Locality of reference does matter, but you don't have to worry that much...because you don't have absolute control.
When using OpenGL/DirectX you usually have limited control over memory layout, the driver will do the rest. For example you can try multiple vertex buffers layouts, such as using interleaved or non-interleaved vertex data and depending on your data/driver/GPU performance will vary. Profile and choose what best fits your application.
For instance in GPU Gems Pipeline optimization, locality of reference is mentioned twice, the first:
Access vertex data in a relatively sequential manner. Modern GPUs
cache memory accesses when fetching vertices. As in any memory
hierarchy, spatial locality of reference helps maximize hits in the
cache, thus reducing bandwidth requirements.
And the second
Optimize for the post-T&L vertex cache. Modern GPUs have a small
first-in, first-out (FIFO) cache that stores the result of the most
recently transformed vertices; a hit in this cache saves all transform
and lighting work, along with all work done earlier in the pipeline.
To take advantage of this cache, you must use indexed primitives, and
you must order your vertices to maximize locality of reference over
the mesh.

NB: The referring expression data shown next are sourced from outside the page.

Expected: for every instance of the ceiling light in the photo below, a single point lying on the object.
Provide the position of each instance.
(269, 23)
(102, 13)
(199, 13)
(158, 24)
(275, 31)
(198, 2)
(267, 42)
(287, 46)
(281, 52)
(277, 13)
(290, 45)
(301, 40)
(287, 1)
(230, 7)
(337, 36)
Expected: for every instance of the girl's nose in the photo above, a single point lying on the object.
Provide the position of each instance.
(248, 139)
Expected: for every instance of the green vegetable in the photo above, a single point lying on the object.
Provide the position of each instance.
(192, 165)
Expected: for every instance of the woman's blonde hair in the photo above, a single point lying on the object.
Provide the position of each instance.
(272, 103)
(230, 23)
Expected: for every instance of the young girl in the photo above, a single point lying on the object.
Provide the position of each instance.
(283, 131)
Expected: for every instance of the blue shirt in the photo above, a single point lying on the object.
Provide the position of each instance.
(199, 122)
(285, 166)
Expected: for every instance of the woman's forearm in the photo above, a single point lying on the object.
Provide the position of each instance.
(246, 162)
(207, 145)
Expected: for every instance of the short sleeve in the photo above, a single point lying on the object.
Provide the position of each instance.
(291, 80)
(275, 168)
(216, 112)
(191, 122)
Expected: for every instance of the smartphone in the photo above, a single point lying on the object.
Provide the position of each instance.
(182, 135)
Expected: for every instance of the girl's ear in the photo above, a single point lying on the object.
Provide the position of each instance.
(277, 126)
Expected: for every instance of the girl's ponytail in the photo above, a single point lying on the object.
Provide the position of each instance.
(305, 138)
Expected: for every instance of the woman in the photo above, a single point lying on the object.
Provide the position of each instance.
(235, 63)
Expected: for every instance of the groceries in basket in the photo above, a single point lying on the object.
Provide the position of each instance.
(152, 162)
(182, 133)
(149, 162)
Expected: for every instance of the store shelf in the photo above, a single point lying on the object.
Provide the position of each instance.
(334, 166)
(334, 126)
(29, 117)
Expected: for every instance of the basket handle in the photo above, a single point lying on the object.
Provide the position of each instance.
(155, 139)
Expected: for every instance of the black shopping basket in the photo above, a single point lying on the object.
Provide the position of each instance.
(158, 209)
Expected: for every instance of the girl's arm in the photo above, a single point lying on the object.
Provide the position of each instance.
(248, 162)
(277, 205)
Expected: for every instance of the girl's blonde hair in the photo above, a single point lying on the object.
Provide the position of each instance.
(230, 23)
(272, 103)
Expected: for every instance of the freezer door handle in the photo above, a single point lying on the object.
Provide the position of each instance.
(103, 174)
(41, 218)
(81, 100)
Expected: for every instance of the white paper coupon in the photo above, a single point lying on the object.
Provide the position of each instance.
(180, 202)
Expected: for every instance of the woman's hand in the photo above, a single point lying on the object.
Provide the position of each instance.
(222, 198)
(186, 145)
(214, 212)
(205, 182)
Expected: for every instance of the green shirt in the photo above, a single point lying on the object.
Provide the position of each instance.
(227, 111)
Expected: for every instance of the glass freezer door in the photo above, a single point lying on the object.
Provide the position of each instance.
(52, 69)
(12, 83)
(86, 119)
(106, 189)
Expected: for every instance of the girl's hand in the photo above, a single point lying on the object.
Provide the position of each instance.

There are tools available—including D3DX and NVTriStrip
(NVIDIA 2003)—that can help you with this task.
In my opinion those recommendations follow what I have talking about, and imply that you don't have absolute control over memory layout, yet what you have control over, for example how each VBO vertices are laid out can have an effect on performance.
If your application is having a performance hit, you should first detect the bottleneck, it might not be a problem data locality of reference, but it might by because there huge amount data with no culling, for example you are not performing frustum culling ..etc You can check my answer here on the topic.
I think you should worry more about locality of reference when using OpenCL/CUDA were you have often absolute control over memory layout.